If you're using Jupyter notebook setup, here is the code I used to initialize things:
from IPython.core.interactiveshell import InteractiveShell
InteractiveShell.ast_node_interactivity='all'
from pyspark.sql.types import *
import pyspark.sql.functions as F
from pyspark.sql import SparkSession
from pyspark.sql.functions import col
spark = SparkSession.builder.master("local[*]").getOrCreate()
Required format of JSON objects in files
There are 2 types of json files:
- Single line JSON
- Multiline JSON
Single line json
Every line has to have a valid json object. That's it. This is also called as the JsonLine format.
Don't wrap the json objects into an array.
Correct single line json
- One valid json object per line
- Json objects are not wrapped in an array
- Every json object can end with a comma. Spark reader won't care.

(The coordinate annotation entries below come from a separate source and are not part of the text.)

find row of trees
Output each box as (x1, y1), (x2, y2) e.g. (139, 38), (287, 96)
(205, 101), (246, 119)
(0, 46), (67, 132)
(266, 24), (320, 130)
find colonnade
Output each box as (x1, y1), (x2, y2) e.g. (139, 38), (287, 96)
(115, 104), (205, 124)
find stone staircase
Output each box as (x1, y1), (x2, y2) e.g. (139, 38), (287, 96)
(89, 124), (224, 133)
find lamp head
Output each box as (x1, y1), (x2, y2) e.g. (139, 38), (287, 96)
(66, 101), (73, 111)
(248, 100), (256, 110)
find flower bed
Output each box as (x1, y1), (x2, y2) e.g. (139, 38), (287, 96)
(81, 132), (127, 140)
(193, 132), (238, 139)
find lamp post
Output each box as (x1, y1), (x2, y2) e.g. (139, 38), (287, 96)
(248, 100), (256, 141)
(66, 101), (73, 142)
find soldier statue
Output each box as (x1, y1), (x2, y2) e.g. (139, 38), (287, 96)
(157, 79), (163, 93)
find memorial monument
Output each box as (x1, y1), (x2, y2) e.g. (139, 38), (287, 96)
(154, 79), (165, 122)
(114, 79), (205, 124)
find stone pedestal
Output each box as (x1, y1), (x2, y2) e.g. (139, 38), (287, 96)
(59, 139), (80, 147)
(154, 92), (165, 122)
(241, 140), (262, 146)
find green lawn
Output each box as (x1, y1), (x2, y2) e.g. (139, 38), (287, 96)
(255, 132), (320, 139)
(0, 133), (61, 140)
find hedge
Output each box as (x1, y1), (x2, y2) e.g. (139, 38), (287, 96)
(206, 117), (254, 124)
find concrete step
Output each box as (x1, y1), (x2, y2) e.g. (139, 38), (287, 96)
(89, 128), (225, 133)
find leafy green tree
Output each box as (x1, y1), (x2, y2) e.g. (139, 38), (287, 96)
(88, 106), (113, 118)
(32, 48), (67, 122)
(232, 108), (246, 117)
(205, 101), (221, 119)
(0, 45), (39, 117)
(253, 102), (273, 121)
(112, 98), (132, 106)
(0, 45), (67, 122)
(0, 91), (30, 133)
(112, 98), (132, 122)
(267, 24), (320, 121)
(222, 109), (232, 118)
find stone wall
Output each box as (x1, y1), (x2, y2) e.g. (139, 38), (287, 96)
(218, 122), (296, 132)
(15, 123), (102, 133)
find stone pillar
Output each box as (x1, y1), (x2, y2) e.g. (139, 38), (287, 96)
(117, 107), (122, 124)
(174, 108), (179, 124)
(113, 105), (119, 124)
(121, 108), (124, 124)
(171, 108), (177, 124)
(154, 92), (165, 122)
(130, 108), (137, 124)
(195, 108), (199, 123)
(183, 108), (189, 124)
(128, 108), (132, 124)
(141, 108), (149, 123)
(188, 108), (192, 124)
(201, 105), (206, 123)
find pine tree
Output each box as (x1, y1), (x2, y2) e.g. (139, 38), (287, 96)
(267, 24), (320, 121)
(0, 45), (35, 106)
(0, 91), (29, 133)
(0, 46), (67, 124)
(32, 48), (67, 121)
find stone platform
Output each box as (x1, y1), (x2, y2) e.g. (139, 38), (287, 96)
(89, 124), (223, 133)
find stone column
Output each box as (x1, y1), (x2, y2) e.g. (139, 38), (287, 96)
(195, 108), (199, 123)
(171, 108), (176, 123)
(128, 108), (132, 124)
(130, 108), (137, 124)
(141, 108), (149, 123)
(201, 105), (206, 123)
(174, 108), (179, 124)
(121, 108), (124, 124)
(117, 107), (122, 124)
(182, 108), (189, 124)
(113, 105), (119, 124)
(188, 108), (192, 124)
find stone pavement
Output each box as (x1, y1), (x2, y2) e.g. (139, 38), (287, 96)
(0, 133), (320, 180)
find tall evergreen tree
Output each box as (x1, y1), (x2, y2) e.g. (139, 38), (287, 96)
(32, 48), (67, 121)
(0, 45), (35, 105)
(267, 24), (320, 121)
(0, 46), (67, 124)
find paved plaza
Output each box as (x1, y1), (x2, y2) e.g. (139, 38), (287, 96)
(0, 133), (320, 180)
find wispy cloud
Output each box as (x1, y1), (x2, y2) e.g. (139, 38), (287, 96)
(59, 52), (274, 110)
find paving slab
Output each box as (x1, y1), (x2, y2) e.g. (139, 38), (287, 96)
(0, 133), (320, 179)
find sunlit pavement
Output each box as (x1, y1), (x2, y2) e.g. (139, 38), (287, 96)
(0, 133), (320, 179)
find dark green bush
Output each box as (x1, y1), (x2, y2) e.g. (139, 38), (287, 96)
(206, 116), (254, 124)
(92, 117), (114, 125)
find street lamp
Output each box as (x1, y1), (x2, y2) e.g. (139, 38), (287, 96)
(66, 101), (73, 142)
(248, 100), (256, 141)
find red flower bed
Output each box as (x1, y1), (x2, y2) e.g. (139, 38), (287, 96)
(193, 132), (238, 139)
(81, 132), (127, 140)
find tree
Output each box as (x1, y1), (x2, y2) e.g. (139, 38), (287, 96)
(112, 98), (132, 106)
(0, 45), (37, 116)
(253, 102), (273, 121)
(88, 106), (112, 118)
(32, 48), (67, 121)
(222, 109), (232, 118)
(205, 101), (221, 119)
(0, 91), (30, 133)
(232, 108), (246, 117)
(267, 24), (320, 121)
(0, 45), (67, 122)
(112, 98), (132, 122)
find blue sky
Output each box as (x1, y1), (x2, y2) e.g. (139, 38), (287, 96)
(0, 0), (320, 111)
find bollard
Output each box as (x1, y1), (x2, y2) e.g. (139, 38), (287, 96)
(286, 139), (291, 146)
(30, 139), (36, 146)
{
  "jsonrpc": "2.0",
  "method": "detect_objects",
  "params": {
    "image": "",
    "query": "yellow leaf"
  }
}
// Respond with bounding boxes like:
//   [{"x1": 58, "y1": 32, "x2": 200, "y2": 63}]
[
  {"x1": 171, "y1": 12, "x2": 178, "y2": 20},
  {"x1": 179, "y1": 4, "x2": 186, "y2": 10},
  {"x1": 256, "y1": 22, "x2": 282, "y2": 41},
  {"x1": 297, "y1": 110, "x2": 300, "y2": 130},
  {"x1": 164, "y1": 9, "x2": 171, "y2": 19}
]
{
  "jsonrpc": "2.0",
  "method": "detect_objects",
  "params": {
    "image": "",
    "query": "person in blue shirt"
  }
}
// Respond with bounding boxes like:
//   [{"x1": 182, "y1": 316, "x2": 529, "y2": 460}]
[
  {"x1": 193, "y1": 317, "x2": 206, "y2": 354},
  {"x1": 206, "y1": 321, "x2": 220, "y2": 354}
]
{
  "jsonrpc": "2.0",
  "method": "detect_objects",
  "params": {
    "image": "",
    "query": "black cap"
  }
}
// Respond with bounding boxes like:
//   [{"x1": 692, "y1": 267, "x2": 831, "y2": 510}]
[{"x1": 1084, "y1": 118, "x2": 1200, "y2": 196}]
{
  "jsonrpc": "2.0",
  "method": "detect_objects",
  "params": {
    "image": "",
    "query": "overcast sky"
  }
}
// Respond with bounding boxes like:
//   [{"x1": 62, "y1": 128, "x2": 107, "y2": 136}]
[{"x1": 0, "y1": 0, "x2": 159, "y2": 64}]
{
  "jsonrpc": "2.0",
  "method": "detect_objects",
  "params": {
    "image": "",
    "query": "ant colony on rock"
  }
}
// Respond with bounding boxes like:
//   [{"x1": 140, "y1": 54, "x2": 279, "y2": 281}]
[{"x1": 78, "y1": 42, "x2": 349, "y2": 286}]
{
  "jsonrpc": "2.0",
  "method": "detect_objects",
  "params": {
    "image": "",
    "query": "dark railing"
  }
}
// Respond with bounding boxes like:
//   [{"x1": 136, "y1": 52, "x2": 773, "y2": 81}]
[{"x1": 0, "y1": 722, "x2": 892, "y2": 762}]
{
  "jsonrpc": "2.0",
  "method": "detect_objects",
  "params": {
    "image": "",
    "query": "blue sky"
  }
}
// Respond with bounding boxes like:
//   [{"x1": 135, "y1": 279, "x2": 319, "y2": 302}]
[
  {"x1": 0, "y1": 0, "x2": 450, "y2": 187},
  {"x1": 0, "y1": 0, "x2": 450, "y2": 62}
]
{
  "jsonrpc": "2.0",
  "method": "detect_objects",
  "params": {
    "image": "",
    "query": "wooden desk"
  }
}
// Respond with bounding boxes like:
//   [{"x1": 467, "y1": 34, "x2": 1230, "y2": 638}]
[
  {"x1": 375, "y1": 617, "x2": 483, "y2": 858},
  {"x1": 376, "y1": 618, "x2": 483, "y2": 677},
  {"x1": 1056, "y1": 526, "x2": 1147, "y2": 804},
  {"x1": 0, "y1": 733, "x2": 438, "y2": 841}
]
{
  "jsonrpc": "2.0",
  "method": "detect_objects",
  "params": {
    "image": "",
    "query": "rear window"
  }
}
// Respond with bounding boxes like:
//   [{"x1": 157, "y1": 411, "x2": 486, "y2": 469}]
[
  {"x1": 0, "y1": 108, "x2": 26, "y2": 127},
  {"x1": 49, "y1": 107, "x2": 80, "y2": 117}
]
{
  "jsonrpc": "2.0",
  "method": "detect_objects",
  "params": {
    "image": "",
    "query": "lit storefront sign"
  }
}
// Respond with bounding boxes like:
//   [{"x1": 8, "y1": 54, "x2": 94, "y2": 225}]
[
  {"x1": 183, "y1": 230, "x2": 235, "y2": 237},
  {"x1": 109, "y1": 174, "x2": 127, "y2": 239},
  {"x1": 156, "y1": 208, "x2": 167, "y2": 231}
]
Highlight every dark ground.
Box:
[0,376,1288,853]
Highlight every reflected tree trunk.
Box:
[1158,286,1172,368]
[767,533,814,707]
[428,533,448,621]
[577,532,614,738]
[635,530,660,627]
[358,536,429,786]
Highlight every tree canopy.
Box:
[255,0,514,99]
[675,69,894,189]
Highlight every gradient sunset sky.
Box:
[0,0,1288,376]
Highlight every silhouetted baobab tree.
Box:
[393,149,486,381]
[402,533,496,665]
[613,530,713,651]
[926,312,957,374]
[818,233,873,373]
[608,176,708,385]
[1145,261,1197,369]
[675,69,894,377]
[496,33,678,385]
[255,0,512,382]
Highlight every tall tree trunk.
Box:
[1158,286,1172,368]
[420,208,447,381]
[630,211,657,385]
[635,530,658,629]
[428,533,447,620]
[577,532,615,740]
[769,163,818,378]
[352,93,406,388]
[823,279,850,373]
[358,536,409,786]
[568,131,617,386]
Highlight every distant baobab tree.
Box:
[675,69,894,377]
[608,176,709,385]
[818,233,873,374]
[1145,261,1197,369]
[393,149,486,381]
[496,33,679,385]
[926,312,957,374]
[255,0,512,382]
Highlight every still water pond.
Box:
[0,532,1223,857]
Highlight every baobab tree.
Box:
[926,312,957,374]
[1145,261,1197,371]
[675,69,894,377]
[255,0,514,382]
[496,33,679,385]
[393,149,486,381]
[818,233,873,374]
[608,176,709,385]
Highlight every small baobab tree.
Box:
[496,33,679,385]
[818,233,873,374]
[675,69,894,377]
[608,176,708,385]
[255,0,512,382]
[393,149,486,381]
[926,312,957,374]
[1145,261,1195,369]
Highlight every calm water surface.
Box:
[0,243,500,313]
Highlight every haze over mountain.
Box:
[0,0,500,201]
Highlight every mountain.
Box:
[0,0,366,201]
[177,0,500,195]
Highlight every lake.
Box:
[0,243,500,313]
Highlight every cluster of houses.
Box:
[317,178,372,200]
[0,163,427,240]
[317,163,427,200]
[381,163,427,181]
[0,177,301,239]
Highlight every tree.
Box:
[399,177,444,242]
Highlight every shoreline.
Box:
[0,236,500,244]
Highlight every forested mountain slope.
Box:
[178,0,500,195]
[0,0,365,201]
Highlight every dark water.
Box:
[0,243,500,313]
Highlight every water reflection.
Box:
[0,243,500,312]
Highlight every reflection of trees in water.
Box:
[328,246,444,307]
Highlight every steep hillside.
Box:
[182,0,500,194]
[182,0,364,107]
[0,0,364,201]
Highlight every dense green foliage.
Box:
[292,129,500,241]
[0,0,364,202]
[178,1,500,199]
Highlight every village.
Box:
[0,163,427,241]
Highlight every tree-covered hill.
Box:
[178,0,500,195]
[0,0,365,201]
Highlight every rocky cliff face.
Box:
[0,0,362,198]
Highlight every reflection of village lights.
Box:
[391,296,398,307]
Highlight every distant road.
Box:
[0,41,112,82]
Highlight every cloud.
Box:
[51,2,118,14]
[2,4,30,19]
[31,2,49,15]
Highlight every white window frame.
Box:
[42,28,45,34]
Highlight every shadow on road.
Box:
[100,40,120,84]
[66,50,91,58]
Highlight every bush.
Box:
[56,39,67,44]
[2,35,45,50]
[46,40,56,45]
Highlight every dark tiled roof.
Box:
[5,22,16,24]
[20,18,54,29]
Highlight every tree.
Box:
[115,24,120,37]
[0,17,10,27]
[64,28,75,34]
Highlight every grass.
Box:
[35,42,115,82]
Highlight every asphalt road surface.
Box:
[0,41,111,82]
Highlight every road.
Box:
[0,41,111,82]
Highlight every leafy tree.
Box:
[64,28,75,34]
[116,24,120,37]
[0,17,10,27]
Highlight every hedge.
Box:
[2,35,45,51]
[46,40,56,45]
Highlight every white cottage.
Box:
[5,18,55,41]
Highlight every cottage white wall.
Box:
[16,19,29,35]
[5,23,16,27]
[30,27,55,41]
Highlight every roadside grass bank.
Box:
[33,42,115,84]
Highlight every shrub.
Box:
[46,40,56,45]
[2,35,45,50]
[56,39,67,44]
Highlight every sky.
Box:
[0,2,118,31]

{"customerid": 1, "amount": 1000, "year": 2022,"month": 1,"day": 1}
{"customerid": 1, "amount": 1000, "year": 2022,"month": 1,"day": 2}
{"customerid": 2, "amount": 2000, "year": 2022,"month": 1,"day": 1}
{"customerid": 2, "amount": 2000, "year": 2022,"month": 1,"day": 2}
Wrong single line json
Objects are wrapped in an array using braces. So spark will treat the lines with braces as a single json object, and treat them as corrupt records.
Example input:
[
{"customerid": 1, "amount": 1000, "year": 2022,"month": 1,"day": 1},
{"customerid": 1, "amount": 1000, "year": 2022,"month": 1,"day": 2},
{"customerid": 2, "amount": 2000, "year": 2022,"month": 1,"day": 1},
{"customerid": 2, "amount": 2000, "year": 2022,"month": 1,"day": 2}
]
The loaded dataframe looks like -
+---------------+------+----------+----+-----+----+
|_corrupt_record|amount|customerid| day|month|year|
+---------------+------+----------+----+-----+----+
| [| NULL| NULL|NULL| NULL|NULL|
| NULL| 1000| 1| 1| 1|2022|
| NULL| 1000| 1| 2| 1|2022|
| NULL| 2000| 2| 1| 1|2022|
| NULL| 2000| 2| 2| 1|2022|
| ]| NULL| NULL|NULL| NULL|NULL|
+---------------+------+----------+----+-----+----+
Multiline json
You'll have to wrap the json objects into an array [ ...json objects array... ].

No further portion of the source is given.